Quali sono i modi per monetizzare su Twitch?

«Come altri siti, anche questa piattaforma si basa sulle pubblicità. Poi ci sono gli abbonamenti, con cui è possibile saltare le pubblicità e avere dei bonus che cambiano di canale in canale. Infine ci sono le donazioni. Si tratta di somme, generalmente piccole, che vengono date allo streamer direttamente durante la live».

Che bonus ottiene chi si iscrive al tuo canale?

«Nel mio caso ci si iscrive al gruppo Telegram. È un gruppo in cui ci sono anche io e dove si conversa di vari argomenti.
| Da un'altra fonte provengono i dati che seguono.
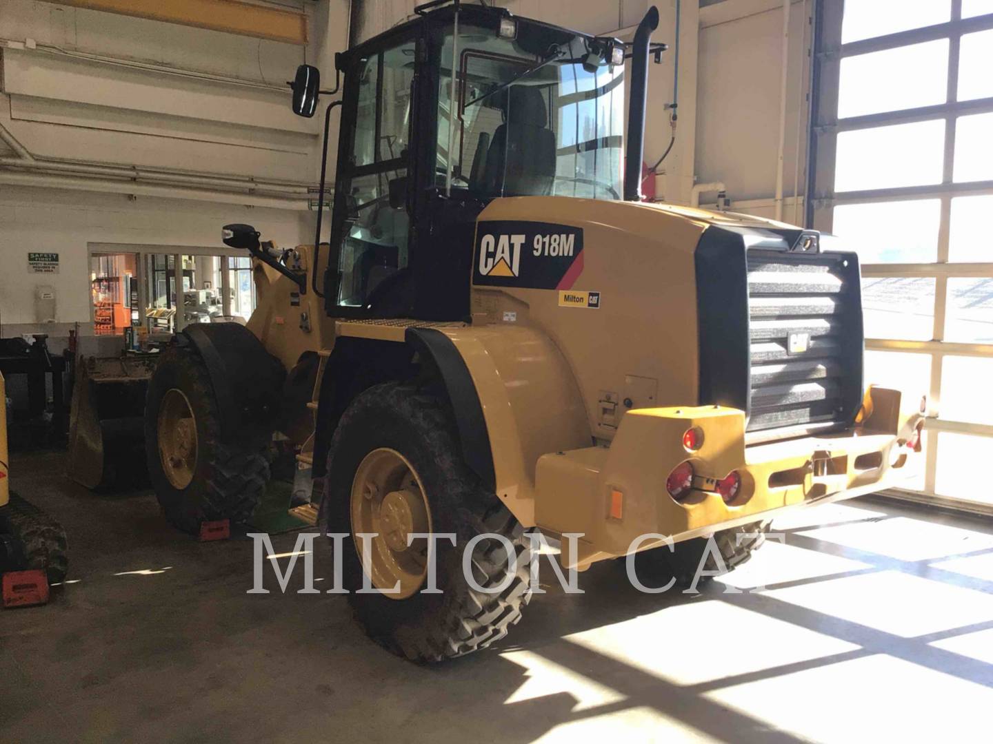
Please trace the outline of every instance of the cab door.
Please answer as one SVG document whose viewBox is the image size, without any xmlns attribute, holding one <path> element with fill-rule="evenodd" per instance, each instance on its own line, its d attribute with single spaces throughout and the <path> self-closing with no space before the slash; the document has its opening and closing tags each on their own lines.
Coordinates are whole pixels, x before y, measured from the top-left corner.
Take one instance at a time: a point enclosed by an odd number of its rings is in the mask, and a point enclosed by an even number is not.
<svg viewBox="0 0 993 744">
<path fill-rule="evenodd" d="M 405 314 L 418 29 L 363 46 L 346 64 L 325 303 L 338 317 Z"/>
</svg>

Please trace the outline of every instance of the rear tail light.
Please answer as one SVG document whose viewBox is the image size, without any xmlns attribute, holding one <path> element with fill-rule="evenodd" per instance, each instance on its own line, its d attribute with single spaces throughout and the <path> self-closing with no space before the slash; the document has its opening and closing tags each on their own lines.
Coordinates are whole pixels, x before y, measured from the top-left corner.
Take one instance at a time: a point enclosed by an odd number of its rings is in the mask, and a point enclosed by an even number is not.
<svg viewBox="0 0 993 744">
<path fill-rule="evenodd" d="M 680 462 L 672 468 L 669 477 L 665 479 L 665 490 L 669 492 L 669 496 L 679 501 L 689 494 L 693 487 L 693 466 L 689 462 Z"/>
<path fill-rule="evenodd" d="M 703 446 L 703 430 L 699 427 L 687 429 L 683 433 L 683 446 L 687 451 L 695 452 Z"/>
<path fill-rule="evenodd" d="M 721 494 L 725 504 L 730 504 L 738 496 L 742 488 L 742 476 L 737 470 L 732 470 L 728 475 L 717 481 L 717 492 Z"/>
</svg>

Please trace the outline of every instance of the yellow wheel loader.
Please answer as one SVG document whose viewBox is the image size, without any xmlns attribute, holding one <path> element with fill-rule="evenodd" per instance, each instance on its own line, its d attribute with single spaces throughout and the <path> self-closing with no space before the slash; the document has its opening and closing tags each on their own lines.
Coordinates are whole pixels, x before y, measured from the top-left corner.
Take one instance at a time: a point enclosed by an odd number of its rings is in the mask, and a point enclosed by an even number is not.
<svg viewBox="0 0 993 744">
<path fill-rule="evenodd" d="M 858 257 L 640 200 L 657 22 L 625 44 L 435 2 L 337 56 L 330 239 L 324 178 L 314 246 L 226 226 L 258 309 L 187 328 L 150 383 L 174 522 L 243 519 L 279 433 L 352 536 L 358 621 L 440 661 L 518 621 L 528 533 L 566 566 L 638 553 L 687 581 L 748 558 L 781 510 L 906 465 L 922 418 L 863 385 Z M 303 116 L 329 92 L 308 65 L 291 86 Z"/>
<path fill-rule="evenodd" d="M 10 490 L 7 397 L 0 375 L 0 573 L 41 570 L 49 583 L 69 569 L 66 531 L 54 519 Z M 6 597 L 5 597 L 6 600 Z"/>
</svg>

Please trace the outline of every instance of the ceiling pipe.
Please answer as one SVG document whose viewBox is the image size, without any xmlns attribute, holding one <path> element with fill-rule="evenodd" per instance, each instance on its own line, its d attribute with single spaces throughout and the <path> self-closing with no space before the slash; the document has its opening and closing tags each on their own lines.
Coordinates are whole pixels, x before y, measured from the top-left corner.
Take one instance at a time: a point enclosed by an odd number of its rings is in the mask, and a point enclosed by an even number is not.
<svg viewBox="0 0 993 744">
<path fill-rule="evenodd" d="M 45 173 L 14 173 L 0 171 L 0 184 L 10 186 L 39 186 L 43 188 L 69 188 L 78 191 L 99 191 L 128 195 L 156 196 L 187 200 L 207 200 L 226 204 L 264 206 L 271 209 L 291 209 L 306 211 L 310 200 L 294 198 L 292 195 L 269 196 L 259 193 L 235 193 L 191 186 L 169 186 L 159 184 L 137 184 L 133 181 L 111 181 L 109 179 L 56 176 Z"/>
<path fill-rule="evenodd" d="M 724 184 L 720 181 L 713 181 L 710 184 L 696 184 L 689 192 L 689 204 L 693 207 L 700 206 L 700 194 L 706 191 L 726 191 Z"/>
<path fill-rule="evenodd" d="M 635 32 L 631 60 L 631 102 L 628 104 L 628 148 L 625 163 L 624 197 L 641 200 L 641 162 L 644 160 L 644 109 L 648 101 L 648 47 L 658 28 L 658 9 L 648 8 Z"/>
<path fill-rule="evenodd" d="M 776 219 L 782 221 L 782 177 L 786 148 L 786 89 L 789 82 L 789 3 L 782 0 L 782 61 L 780 70 L 780 140 L 776 154 Z"/>
<path fill-rule="evenodd" d="M 27 152 L 27 151 L 25 151 Z M 225 179 L 213 176 L 196 176 L 179 174 L 156 169 L 139 169 L 127 166 L 86 165 L 67 163 L 55 160 L 19 160 L 15 158 L 0 158 L 0 166 L 8 168 L 29 169 L 32 171 L 53 172 L 58 174 L 79 174 L 88 176 L 105 176 L 131 181 L 152 181 L 168 184 L 183 184 L 187 186 L 208 186 L 213 188 L 247 188 L 252 191 L 274 191 L 282 194 L 308 193 L 308 187 L 303 185 L 278 184 L 273 182 L 255 181 L 253 179 Z"/>
<path fill-rule="evenodd" d="M 3 124 L 0 124 L 0 140 L 7 143 L 7 146 L 17 153 L 17 158 L 3 158 L 2 160 L 11 161 L 17 164 L 28 164 L 35 161 L 35 157 L 28 152 L 28 149 L 18 142 L 17 137 L 10 133 Z"/>
</svg>

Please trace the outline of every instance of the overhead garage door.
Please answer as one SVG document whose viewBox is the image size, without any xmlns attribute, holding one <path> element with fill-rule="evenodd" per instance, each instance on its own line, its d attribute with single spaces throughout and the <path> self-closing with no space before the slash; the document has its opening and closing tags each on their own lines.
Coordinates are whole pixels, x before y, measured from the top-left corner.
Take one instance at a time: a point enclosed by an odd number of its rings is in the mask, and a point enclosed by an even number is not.
<svg viewBox="0 0 993 744">
<path fill-rule="evenodd" d="M 993 512 L 993 0 L 822 0 L 808 219 L 863 266 L 866 381 L 922 390 L 932 503 Z"/>
</svg>

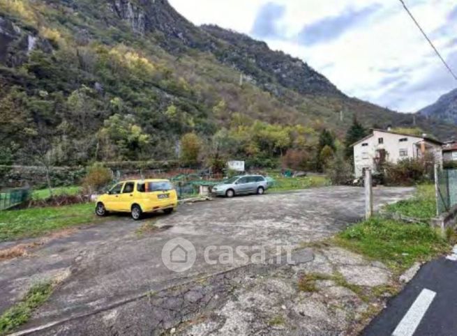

Tu entri e interagisci con tutti. Chi fa una donazione ha il suo commento in evidenza. C’è molta polemica a riguardo ma tutte le donazioni devono passare da Paypal, che scala le tasse. Su una donazione di un euro a noi arrivano 60 centesimi».

Chi rivela il proprio compenso su Twitch rischia il ban dalla piattaforma. Prendiamola alla larga, si guadagna bene?

«So che sembra un lavoro privilegiato ma c’è dietro davvero sacrificio e fatica. A un certo punto arrivi a pensare solo alle live. Bisogna chiamare gli ospiti, pensare ai format, oganizzare i social. E soprattutto bisogna avere sempre qualcosa da dire. La competizione è tanta».

In una live una volta hai detto «ogni chat rispecchia il suo streamer». Da chi è fatta la tua chat?

«È vero. La mia chat mi rispecchia. È cazzona e allo stesso tempo sa quando è giusto fermarsi. A volte diventano loro stessi il contenuto della live. Sono soprattutto uomini. C’è però una componente femminile che sta crescendo, grazie soprattutto alla presenza nella live della mia ragazza, Agnese».

Lo abbiamo visto nelle ultime settimane con il Cerbero Podcast. E prima ancora con Sdrumox, lo streamer italiano bannato per sempre dalla piattaforma per hate speech. Inizia ad esserci un problema con i ban decisi da Twitch?

«Quello che manca è un’interazione più attenta tra la piattaforma e gli streamer. Hai sempre bisogno di un intermediario per parlare con Twitch America, visto anche che il contratto come streamer lo firmi con loro. Non si può bannare per aver pronunciato una parola. Bisogna capire se quella parola è stata detta con tono razzista o solo come fosse una battuta. Ci vuole un regolamento chiaro. Anche per capire come vengono decise le punizioni nel momento in cui si infrangono le regole».